Prof Władysław Szafer PAS HFRSE (July 23, 1886 – November 16, 1970) was a Polish botanist, palaeobotanist, quaternary geologist and professor of botany at the Jagiellonian University in Kraków. He was a world pioneer in nature conservation.

Many streets and public buildings in Polish towns and cities are named after Szafer.

==Life==
He was born in Sosnowiec on 23 July 1886.

He studied Science at the Universal School in Mielec.
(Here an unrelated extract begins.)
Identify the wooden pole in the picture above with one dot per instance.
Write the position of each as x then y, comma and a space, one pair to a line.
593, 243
He then studied Botany under Prof Wilhem Friedberg in Rzeszów, graduating Junior High School in 1905. This allowed him to study botany at the University of Vienna under Prof Richard Wettstein. Winning a scholarship from the Vienna Ministry of Education he did practical studies at the Biological Research Station in Trieste. He then undertook postgraduate studies at the University of Lviv, gaining his first doctorate (PhD) in 1910. He then did further studies in pedology and dendrology at the universities of Munich and Vienna before returning to Lviv to lecture at the Higher School of Forests.

In the First World War he joined the Polish Eastern Legion as an NCO.

In 1917 he returned to academia as a lecturer at the Jagiellonian University, becoming a full professor in 1920. He served as Rector of the university 1936 to 1938.

In 1919 he married Janina Jentys. They had three children: Tadeusz Szafer, a professor of architecture; Anna Szafer, a teacher and artist; and Stanislaw Szafer.

He was founder and first chairman of the Kraków branch of the Polish Academy of Sciences (PAS).

He died in Kraków on 16 November 1970. He is buried in Rakowicki Cemetery.

==National Parks founded or caused by Szafer==
- Pieninski
- Bialowieski
- Swietokrzyski
- Babiogorski
- Tatrzanski
- Ojcowski

==Main publications==
- Polish Flora
- Outline of Botany (1947)
- Outline of Plant Geography (1949)
- Outline of Palaeobotany (1952)
- Polish Plants (1953)
- Secrets of Flowers (1956)
- Flowers in Nature and Art (1958)
- Protected Plant Species in Poland (1958)
- The History of Botany in Kraków (1964)

----
With Bogumił Pawłowski he edited and distributed the exsiccata Rośliny Polskie wydawnictwa rozpoczętego przez M. Raciborskiego Seria II. Plantae Poloniae exsiccatae ab Instituto et Horto Botanico Universitatis Jagellonicae edita (1930-1939). This series is the continuation of Flora Polonica exsiccata. Rośliny Polskie (1911), issued by Marian Raciborski.